State Law No. 9,224/21 instituted as new holidays the days 26 and 31 march and April 1 and anticipated for the days 29 and 30 March the holidays of Tiradentes and São Jorge, celebrated on April 21 and 23, respectively.
As a way of maintaining the activities of companies that provide essential services and those that act remotely, the law excludes the application of holidays to these categories, so that the employee must provide his services on a regular basis, nothing being owed to him. In these cases, the original dates of the holidays that were anticipated and the full enjoyment of the day off by the employees are maintained.
Furthermore, the sole paragraph of Article 4 of the law determines that it is up to the State and Municipal Executive Authorities, within their respective competences, to establish the rules and prohibitions of operation during the holiday period. If there is a conflict between state and municipal rules, the one that imposes more restrictive measures should prevail.
In addition to state law, State Decree No. 47,540 provides for measures to combat the spread of Covid-19. The decree allows the operation of companies operating in key sectors, such as the oil industry, engineering activities, among others. It also allows the operation of shopping malls and shopping centers, between 12 h and 20 h, with capacity limit of 40%, being mandatory the use of masks and the supply of alcohol gel.
The fine for non-compliance with the restrictions is R$ 3,705.30 for citizens in Rio de Janeiro and R$ 37,053 for companies.

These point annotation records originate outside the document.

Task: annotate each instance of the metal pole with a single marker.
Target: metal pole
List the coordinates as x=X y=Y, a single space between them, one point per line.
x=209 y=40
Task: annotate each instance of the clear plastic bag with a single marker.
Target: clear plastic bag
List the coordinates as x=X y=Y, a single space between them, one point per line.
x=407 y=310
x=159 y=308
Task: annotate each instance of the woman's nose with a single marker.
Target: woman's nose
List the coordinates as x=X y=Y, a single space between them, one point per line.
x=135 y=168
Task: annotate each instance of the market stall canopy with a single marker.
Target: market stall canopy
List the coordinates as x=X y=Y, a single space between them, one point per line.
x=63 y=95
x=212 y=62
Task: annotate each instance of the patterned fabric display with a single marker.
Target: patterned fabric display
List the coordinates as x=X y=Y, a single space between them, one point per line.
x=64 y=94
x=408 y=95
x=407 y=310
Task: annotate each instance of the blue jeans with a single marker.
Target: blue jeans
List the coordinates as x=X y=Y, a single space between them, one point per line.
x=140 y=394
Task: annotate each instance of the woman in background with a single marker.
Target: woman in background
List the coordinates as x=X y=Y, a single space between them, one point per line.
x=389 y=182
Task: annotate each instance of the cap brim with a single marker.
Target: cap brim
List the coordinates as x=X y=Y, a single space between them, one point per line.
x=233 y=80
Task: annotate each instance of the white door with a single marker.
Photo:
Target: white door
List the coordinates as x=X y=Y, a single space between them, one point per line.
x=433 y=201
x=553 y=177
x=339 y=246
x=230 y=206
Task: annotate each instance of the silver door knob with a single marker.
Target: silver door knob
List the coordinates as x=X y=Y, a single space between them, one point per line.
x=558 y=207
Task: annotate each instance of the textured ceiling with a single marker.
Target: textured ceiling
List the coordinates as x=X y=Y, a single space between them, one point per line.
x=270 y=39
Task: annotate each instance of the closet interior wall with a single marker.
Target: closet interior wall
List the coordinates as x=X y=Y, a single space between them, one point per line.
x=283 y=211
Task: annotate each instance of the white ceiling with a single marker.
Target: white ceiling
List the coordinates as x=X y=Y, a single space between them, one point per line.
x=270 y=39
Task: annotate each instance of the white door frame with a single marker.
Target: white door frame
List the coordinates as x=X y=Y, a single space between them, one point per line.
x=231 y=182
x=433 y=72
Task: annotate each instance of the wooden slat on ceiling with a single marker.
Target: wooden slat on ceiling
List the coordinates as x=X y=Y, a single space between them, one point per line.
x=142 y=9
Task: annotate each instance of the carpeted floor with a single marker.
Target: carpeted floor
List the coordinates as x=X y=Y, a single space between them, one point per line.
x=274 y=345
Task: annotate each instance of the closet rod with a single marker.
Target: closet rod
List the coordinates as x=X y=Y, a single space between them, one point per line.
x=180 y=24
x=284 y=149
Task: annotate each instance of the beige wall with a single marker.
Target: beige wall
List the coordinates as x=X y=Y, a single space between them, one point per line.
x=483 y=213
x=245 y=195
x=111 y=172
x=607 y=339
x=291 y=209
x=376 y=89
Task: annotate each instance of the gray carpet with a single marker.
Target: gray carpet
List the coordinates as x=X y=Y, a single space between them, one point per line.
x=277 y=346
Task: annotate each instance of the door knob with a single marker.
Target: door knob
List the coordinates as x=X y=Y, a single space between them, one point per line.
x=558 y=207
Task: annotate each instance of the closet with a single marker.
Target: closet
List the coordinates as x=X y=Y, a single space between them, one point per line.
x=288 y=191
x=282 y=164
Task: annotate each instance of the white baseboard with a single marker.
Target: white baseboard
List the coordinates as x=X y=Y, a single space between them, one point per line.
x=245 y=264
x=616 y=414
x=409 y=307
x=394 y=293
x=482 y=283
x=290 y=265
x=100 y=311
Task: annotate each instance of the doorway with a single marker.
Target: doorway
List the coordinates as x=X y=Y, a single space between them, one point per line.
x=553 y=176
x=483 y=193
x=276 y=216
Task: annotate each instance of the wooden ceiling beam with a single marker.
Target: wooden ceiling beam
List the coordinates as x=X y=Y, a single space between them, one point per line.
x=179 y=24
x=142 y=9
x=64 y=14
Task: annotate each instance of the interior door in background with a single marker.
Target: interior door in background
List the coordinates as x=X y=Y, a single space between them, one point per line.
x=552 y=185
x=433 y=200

Prior to the state government's rules, the City Hall of Rio de Janeiro had published Municipal Decree No. 48,644/21, which also institutes measures to combat health attacks, with restriction orders stronger than those instituted by the state government.
As a way to ensure the population's access to essential services, the municipality of Rio allowed the operation of supermarkets and food trade (with on-site consumption fence), essential health services, industries, banking establishments, construction activities, hotels, wholesale trade, supply chain and logistics, vehicle rental services, among others.
Although the state decree allowed the operation of shopping malls and shopping centers with limited hours and capacity, the municipal decree limited the opening to those who perform economic activities considered essential, such as pharmacies, pet shops and veterinarians. Bars and restaurants may also work, but are limited to home delivery systems (delivery) and withdrawal.
The decree of the City of Rio recommends that establishments that carry out activities indoors, in particular supermarkets, should expand the opening hours and consider the alert level 3 (very high risk) for the entire territory of the city, with the application of restrictive measures and corresponding health protocols.
The two decrees prohibit recreational activities that may cause the agglomeration of people.